Restauration d’une série d’oeils en verre représentant des pathologies du 18ème siècle
Les collections d’anatomie pathologique du Musée Dupuytren sont conservées sur le campus Pierre et Marie Curie sous le pilotage d’une équipe dédiée à la gestion des collections scientifiques et patrimoniales de Sorbonne Université (Pôle Patrimoine, Bibliothèque de Sorbonne Université).
Actuellement engagée dans un projet de numérisation et de mise en ligne des collections sur le portail SorbonNum, Eloïse Quétel, responsable des collections Dupuytren, a identifié dans le cadre du projet plusieurs objets candidats à la restauration du fait de leur importance scientifique et historique, et de leur état de conservation – dont cette étrange réunion d’oeils de verre…
Ce présentoir fait partie d’un petit ensemble de pièces provenant de l’ancienne Académie royale de chirurgie (XVIIIème siècle) et se compose de 45 globes oculaires en verre soufflé et émaillé, insérés dans une plaque de bois recouverte d’un velours noir, entourée d’un cadre et déposée sur un lutrin. Par ailleurs, la ligne inférieure du présentoir était déjà lacunaire depuis plusieurs décennies (le présentoir comportait à l’origine cinquante-quatre globes) et avait été masquée par une bande de velours noir (fig.1).
Cette pièce étant particulièrement rare et nécessitant une restauration importante, deux restauratrices spécialistes du verre et formées à l’Institut national du Patrimoine sont intervenues en juin 2021 (fig.2).
Au-delà de l’encrassement et de l’empoussièrement généralisé de la pièce, sept globes oculaires étaient cassés et lacunaires et quatre étaient fissurés. Afin de les traiter, les globes oculaires cassés ont été démontés et déposés au sein de coupelles pour observation (fig.3, 4 et 5). Le démontage a notamment permis de retrouver des fragments ayant appartenu à d’autres globes oculaires.
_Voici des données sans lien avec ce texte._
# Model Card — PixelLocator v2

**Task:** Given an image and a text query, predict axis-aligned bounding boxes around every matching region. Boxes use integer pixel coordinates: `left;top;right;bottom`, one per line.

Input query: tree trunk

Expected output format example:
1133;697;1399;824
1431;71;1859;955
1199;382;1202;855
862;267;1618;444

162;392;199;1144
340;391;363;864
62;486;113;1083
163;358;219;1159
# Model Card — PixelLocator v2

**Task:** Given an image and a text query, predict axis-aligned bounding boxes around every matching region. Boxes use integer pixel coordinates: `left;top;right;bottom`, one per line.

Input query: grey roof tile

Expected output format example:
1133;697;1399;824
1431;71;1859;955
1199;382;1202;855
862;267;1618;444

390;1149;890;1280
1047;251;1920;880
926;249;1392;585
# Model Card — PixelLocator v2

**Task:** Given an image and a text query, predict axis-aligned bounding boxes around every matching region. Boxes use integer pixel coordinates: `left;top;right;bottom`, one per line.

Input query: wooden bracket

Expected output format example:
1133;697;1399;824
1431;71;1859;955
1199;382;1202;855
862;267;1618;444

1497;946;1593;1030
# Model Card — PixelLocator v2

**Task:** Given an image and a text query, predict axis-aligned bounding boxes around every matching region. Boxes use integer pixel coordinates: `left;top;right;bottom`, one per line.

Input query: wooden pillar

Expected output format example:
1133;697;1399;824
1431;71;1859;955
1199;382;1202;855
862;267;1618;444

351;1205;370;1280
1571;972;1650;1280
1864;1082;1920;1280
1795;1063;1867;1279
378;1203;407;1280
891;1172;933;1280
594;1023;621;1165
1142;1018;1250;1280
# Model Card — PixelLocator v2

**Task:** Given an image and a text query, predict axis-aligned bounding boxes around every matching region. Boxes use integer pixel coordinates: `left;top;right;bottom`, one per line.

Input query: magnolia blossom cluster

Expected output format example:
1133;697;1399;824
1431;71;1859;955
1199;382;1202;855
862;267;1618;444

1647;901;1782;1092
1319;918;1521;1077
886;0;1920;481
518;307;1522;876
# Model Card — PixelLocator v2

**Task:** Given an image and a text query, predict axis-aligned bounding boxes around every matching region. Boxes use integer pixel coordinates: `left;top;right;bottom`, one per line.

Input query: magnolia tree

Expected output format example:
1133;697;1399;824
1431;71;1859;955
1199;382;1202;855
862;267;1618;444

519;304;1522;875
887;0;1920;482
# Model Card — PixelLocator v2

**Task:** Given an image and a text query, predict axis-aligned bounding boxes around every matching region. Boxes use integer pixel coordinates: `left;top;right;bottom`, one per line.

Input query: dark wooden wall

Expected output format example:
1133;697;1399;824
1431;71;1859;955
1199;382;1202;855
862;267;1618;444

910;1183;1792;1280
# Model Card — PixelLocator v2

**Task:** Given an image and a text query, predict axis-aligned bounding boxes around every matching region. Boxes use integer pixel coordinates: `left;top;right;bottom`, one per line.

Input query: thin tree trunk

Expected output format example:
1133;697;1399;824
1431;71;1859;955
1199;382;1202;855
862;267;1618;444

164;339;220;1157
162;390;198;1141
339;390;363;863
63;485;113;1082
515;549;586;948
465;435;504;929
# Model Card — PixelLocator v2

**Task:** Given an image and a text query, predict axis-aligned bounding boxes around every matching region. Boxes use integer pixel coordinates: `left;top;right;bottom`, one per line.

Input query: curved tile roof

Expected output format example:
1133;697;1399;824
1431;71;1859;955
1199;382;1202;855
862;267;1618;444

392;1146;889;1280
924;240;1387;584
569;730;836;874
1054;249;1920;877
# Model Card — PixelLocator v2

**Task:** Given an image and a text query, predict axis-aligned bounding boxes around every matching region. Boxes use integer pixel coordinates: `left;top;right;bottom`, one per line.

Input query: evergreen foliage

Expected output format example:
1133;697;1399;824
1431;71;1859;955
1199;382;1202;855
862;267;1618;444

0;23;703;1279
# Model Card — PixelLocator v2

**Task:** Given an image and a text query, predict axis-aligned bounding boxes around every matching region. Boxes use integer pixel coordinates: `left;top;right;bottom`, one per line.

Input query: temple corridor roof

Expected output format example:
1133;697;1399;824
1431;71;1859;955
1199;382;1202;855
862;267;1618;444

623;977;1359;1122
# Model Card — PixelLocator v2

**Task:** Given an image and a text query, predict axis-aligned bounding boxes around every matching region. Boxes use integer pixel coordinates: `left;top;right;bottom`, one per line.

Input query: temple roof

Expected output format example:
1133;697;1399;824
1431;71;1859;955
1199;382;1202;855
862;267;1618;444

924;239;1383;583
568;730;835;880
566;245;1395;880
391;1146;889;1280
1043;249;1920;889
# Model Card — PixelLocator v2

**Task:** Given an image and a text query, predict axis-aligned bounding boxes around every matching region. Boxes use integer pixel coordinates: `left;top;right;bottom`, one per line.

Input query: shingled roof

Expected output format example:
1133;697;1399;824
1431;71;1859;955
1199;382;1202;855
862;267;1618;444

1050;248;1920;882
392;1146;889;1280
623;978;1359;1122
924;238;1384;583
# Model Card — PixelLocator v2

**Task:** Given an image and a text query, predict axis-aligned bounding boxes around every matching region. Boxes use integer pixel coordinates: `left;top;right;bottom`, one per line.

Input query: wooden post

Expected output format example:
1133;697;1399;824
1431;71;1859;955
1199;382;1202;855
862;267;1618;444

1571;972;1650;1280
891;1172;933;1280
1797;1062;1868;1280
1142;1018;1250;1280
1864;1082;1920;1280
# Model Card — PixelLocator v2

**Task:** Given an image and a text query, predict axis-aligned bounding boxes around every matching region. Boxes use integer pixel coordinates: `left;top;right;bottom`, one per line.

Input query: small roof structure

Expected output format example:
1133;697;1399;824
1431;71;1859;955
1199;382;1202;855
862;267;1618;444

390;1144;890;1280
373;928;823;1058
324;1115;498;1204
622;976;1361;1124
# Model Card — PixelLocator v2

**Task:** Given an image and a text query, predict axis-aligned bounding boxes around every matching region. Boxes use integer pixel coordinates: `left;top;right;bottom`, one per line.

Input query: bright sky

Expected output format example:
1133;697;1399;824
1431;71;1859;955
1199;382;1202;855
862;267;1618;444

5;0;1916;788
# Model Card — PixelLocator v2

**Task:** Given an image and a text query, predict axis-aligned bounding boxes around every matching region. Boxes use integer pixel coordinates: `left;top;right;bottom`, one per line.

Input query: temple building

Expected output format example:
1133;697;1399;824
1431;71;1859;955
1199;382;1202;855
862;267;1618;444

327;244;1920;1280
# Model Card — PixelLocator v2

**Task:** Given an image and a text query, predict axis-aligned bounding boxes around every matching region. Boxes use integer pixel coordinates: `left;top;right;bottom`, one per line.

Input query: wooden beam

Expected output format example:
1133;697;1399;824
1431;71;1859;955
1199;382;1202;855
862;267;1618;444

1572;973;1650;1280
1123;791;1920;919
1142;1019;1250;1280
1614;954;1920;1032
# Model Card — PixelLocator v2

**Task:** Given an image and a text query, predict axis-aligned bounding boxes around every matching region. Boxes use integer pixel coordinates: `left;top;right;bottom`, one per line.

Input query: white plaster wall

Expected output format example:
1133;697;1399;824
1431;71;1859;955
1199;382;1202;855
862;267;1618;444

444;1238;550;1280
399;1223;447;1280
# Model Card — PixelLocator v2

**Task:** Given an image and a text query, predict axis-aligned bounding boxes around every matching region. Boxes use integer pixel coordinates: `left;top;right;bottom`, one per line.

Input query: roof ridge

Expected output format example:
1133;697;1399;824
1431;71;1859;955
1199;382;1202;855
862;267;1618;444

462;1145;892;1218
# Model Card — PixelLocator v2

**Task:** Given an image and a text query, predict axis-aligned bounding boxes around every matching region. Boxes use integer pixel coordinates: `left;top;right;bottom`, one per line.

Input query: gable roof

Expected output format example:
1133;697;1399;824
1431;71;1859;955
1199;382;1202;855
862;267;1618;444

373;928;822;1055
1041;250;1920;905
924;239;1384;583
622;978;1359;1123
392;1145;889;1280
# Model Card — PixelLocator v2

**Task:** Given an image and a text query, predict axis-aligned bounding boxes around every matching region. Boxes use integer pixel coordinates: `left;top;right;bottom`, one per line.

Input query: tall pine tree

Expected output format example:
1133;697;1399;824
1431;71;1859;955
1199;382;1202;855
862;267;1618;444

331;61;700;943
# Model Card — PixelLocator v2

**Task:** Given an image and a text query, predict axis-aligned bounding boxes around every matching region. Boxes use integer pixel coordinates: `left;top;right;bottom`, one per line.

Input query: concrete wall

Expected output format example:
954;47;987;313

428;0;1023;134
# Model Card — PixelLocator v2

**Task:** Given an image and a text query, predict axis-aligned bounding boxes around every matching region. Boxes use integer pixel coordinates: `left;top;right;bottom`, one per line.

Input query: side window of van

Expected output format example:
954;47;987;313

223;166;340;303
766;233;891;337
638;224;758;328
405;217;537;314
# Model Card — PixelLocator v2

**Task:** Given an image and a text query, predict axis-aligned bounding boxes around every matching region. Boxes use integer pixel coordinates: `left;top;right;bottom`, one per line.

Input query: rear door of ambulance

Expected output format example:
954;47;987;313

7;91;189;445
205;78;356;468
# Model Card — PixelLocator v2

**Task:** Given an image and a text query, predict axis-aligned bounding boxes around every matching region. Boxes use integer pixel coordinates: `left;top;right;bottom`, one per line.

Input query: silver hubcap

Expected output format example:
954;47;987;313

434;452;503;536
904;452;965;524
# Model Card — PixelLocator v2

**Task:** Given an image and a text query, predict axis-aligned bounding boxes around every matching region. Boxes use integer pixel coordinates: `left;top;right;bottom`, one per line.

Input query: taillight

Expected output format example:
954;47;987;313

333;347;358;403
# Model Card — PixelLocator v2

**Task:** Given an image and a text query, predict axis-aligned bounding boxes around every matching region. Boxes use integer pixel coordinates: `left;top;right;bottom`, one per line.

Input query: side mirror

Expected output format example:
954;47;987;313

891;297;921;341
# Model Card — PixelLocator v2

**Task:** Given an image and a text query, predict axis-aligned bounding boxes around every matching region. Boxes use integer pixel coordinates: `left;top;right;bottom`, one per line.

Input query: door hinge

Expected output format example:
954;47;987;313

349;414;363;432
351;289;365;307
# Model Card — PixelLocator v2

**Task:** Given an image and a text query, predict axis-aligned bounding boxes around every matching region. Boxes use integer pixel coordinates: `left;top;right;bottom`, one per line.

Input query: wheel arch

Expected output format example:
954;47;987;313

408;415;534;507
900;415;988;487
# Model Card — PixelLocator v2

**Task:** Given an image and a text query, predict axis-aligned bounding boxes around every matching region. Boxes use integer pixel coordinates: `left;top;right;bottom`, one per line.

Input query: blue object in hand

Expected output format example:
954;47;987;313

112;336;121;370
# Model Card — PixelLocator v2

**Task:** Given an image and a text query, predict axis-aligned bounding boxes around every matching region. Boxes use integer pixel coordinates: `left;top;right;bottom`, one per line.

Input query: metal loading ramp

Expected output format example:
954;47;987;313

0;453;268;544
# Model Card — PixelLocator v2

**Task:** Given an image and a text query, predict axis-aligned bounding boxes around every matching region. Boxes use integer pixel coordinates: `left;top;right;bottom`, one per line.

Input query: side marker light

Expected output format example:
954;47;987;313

En effet, certains globes cassés avaient été remontés à la fin des années 1970 avec des morceaux d’autres globes (probablement en provenance des globes disparus aujourd’hui sur la partie basse du présentoir).
Lorsque les globes étaient globalement complets, ils ont été nettoyés à l’acétone et reconstitués en réalisant des collages et consolidation à la résine acrylique ou vinylique. Lorsque les globes étaient lacunaires, une sphère en résine époxy optique, chargée de microsphères de verre et teintée en surface avec un mélange de résine acrylique et de colorants, a été réalisée pour servir à la fois de support et de comblement aux fragments (fig.6, 7 et 8). Après nettoyage à l’acétone et à l’eau déminéralisée, les fragments ont été collés sur les sphères en résine avec du Paraloïd®B72 dilué dans l’acétone. Les globes ont été fixés dans leurs emplacements avec des bandes de papier Japon collées et en périphérie avec une colle vinylique.
Les globes oculaires présentant des fissures ont été consolidés avec une résine acrylique et lorsque cela était nécessaire, un comblement a été réalisé avec une teinte colorée en surface.
Tous les autres globes oculaires ont été nettoyés avec de l’acétone pour ôter les résidus de résine et de l’eau déminéralisée. Le velours a été dépoussiéré par micro-aspiration et à l’aide de bandes adhésives. La plaque de verre, qui recouvrait l’ensemble des globes, a été nettoyée avec de l’éthanol et de l’eau déminéralisée additionnée d’un tensio-actif. Des traces subsistant malgré ce nettoyage, celle-ci a été remplacée afin de faciliter la lecture de l’ensemble de la pièce et des globes oculaires (fig.9) et la plaque de verre originale a été archivée.
Enfin, les quelques morceaux de globes qui n’ont pas pu être identifiés ont été conservés au sein de sachets Minigrip® maintenus à l’aide d’un fil au niveau du lutrin de présentation et le velours de la partie basse du présentoir qui était décolorée a été remplacée par deux systèmes de montage sur carton neutre (fig. 10).
Le déroulement des interventions a été consigné dans un rapport d’intervention permettant de documenter l’« avant/après » de la restauration. Cet ensemble rarissime, petite encyclopédie visuelle de pathologies de l’œil du XVIIIème siècle, a réintégré les collections Dupuytren où il est désormais prêt à traverser plusieurs autres siècles.